Around 23% is considered to be optimal.

We use the trace plot to determine convergence to the target distribution (our posterior distribution).

```
plt.plot(t_1[:])
plt.show()
```

```
sns.set_style("white")
sns.kdeplot(x=t_1[5000:], y=t_2[5000:])
plt.show()
```

And thus we can estimate the posterior distribution from the samples we obtained. However, MCMC is a rather computationally expensive algorithm, and is not very efficient as we only accept a portion of the proposed values. Can we do better?

# Langevin Dynamics (Gradient MCMC)

Alternatively, a stochastic differential equation called the Langevin Diffusion can be shown to have the posterior distribution as the stationary distribution. Hence, if we could sample from such a diffusion, we would be able to obtain samples from the posterior. The Langevin Diffusion incorporates the gradient of the posterior distribution (which we can easily obtain thanks to PyTorch), and does not require a accept-reject step as with Metropolis-Hasting algorithm.

```
samples = []
paramCurrent = torch.tensor([torch.tensor(10.), torch.tensor(10.)])
dt = torch.tensor(1e-3)
```

```
for i in tqdm(range(50000)):
paramGradCurrent = get_grad(x, paramCurrent[0], paramCurrent[1])
with torch.no_grad():
paramCurrent = paramCurrent + dt*paramGradCurrent + \
torch.sqrt(2*dt)*torch.randn(size=(2,))
samples.append(paramCurrent)
```

`100%|██████████| 50000/50000 [00:29<00:00, 1701.91it/s]`

```
tt_1 = [s[0].item() for s in samples]
tt_2 = [s[1].item() for s in samples]
```

```
sns.kdeplot(x=tt_1[5000:], y=tt_2[5000:])
plt.show()
```

As we can see, we obtain a fairly similar posterior, but it seems slightly off. Unfortunately, the Lagevin Diffusion is a continuous time process, and what we in fact did was to sample from a Euler discretisation of the diffusion. What we did is known as the Unadjusted Langevin Algorithm. This discretisation means that we have a biased approximation of the posterior distribution.
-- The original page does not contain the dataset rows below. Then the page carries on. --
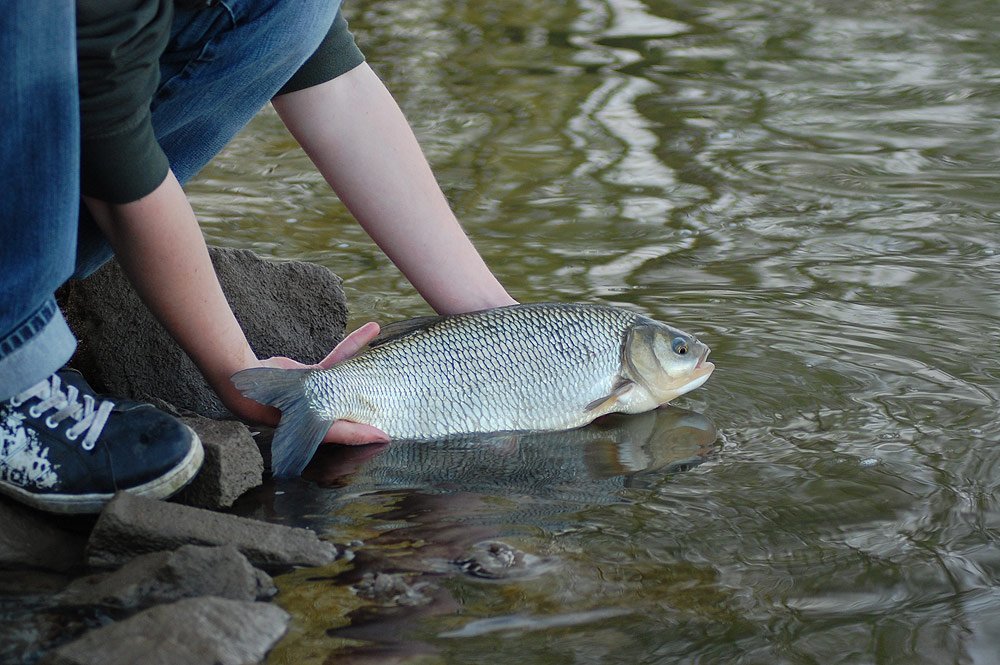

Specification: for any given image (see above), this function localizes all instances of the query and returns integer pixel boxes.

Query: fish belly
[313,307,631,439]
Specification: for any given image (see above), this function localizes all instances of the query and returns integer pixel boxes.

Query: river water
[189,0,1000,665]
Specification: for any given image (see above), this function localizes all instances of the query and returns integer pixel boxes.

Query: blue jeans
[0,0,340,400]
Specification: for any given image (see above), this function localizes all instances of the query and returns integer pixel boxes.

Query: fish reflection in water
[292,407,716,663]
[304,407,716,504]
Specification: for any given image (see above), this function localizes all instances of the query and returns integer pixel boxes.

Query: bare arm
[273,64,515,314]
[84,173,388,443]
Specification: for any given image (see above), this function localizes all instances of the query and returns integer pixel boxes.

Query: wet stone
[0,496,86,571]
[57,247,347,418]
[353,572,432,607]
[87,492,337,569]
[55,545,277,610]
[455,540,552,579]
[172,417,264,510]
[39,597,290,665]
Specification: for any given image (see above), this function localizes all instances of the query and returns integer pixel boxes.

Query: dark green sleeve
[278,11,365,95]
[77,0,173,203]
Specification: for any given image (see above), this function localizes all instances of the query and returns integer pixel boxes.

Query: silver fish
[232,303,715,477]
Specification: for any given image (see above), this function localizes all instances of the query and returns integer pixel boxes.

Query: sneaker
[0,369,204,513]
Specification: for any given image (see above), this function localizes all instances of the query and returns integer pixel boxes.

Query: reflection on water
[197,0,1000,665]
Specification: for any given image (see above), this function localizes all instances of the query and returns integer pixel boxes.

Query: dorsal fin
[368,316,445,349]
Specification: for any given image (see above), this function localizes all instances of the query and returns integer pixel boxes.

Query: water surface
[189,0,1000,665]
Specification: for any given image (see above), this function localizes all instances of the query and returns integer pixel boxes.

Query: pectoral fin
[584,379,635,413]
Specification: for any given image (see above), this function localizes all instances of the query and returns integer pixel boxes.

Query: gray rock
[0,496,86,571]
[41,597,289,665]
[87,492,337,568]
[56,545,277,610]
[173,418,264,510]
[59,247,347,418]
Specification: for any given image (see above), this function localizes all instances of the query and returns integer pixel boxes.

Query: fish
[232,303,715,478]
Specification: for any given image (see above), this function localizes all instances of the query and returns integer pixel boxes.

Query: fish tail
[232,367,333,478]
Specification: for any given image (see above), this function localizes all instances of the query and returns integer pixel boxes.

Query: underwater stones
[58,247,347,418]
[87,492,337,568]
[55,545,277,610]
[41,597,290,665]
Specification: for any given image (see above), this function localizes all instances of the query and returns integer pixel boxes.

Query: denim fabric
[0,0,340,400]
[74,0,340,277]
[0,0,80,400]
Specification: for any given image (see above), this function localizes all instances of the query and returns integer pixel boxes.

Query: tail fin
[231,367,333,478]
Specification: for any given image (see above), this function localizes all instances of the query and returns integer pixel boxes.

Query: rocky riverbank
[0,248,347,665]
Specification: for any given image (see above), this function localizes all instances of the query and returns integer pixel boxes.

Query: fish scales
[308,306,640,439]
[233,303,715,477]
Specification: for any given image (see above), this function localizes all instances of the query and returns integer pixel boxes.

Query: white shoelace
[10,374,115,450]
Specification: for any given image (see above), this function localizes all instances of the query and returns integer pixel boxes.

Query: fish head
[622,321,715,405]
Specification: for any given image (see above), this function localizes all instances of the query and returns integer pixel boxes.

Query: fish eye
[673,337,687,356]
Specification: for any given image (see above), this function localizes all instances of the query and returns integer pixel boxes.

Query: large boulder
[87,492,337,569]
[56,545,277,610]
[41,596,290,665]
[59,247,347,418]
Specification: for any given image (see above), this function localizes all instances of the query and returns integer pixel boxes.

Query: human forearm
[274,64,514,314]
[85,173,273,420]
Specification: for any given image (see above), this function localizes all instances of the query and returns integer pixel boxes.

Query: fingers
[323,420,389,445]
[319,321,379,369]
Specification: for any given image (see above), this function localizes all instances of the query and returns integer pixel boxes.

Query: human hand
[230,321,389,445]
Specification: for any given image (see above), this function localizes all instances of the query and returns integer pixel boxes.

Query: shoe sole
[0,425,205,514]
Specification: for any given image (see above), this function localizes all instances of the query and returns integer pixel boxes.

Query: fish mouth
[694,347,715,377]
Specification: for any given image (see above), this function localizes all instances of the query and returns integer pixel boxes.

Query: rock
[40,597,289,665]
[87,492,337,568]
[58,247,347,418]
[0,496,86,571]
[56,545,277,610]
[172,418,264,510]
[352,572,432,606]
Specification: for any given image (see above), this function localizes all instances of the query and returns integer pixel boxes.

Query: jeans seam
[0,299,58,359]
[150,1,238,110]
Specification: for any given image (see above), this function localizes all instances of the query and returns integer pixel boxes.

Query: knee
[229,0,341,67]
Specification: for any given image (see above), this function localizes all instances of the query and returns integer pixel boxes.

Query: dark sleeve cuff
[80,114,170,203]
[275,11,365,96]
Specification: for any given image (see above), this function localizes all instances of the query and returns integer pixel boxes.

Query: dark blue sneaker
[0,369,204,513]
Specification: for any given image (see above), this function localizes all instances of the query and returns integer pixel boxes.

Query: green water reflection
[197,0,1000,665]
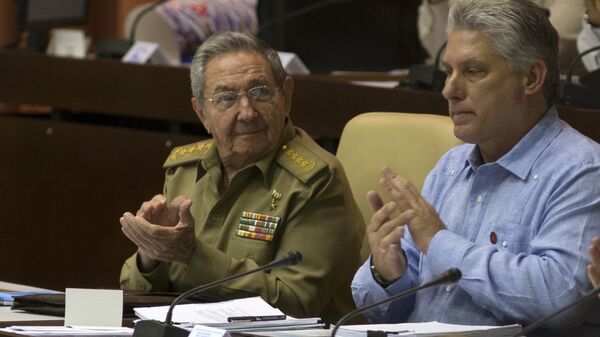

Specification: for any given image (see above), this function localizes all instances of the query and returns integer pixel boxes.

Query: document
[134,297,284,324]
[134,297,324,335]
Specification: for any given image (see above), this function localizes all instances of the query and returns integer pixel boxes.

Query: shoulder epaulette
[163,139,213,168]
[275,140,327,183]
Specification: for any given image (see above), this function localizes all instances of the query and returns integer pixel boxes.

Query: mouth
[450,109,475,124]
[234,126,266,136]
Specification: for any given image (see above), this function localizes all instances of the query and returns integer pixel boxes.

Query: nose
[442,72,465,101]
[238,94,258,121]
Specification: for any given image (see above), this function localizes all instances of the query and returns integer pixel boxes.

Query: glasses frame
[204,84,279,111]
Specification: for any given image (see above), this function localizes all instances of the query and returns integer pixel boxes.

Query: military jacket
[121,121,364,323]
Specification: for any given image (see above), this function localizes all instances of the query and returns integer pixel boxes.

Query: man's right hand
[367,191,414,282]
[585,0,600,27]
[120,195,196,272]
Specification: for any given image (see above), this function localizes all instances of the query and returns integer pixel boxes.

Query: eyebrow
[215,76,271,92]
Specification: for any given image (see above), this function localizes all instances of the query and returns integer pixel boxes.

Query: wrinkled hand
[379,166,446,254]
[119,195,196,271]
[585,0,600,27]
[588,236,600,288]
[367,191,412,281]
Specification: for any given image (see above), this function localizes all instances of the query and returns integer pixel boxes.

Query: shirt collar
[468,106,561,179]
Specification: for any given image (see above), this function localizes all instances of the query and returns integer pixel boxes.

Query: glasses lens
[212,91,238,110]
[248,86,273,102]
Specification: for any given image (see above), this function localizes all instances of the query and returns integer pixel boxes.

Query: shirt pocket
[489,222,531,254]
[227,234,275,266]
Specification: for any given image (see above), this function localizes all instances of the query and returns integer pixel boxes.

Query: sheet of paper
[65,288,123,327]
[0,325,133,336]
[189,325,231,337]
[134,297,283,324]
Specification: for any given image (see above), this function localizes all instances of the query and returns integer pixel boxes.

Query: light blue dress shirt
[352,107,600,329]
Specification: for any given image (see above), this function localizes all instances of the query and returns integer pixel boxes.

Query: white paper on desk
[134,297,283,324]
[188,325,231,337]
[338,321,521,337]
[65,288,123,327]
[0,325,133,336]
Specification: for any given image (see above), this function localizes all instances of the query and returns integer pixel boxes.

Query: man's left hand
[379,166,446,254]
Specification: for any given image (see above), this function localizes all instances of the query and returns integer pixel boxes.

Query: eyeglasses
[205,85,278,111]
Another extension to the ULA is in the Stochastic Gradient Langevin Dynamics Paper by Welling and Teh mentioned earlier. In this extension, they implemented stochastic gradients, whereby the exact gradients are replaced by a unbiased estimate of the gradients using a minibatch, and a way to adjust the step size for better sampling.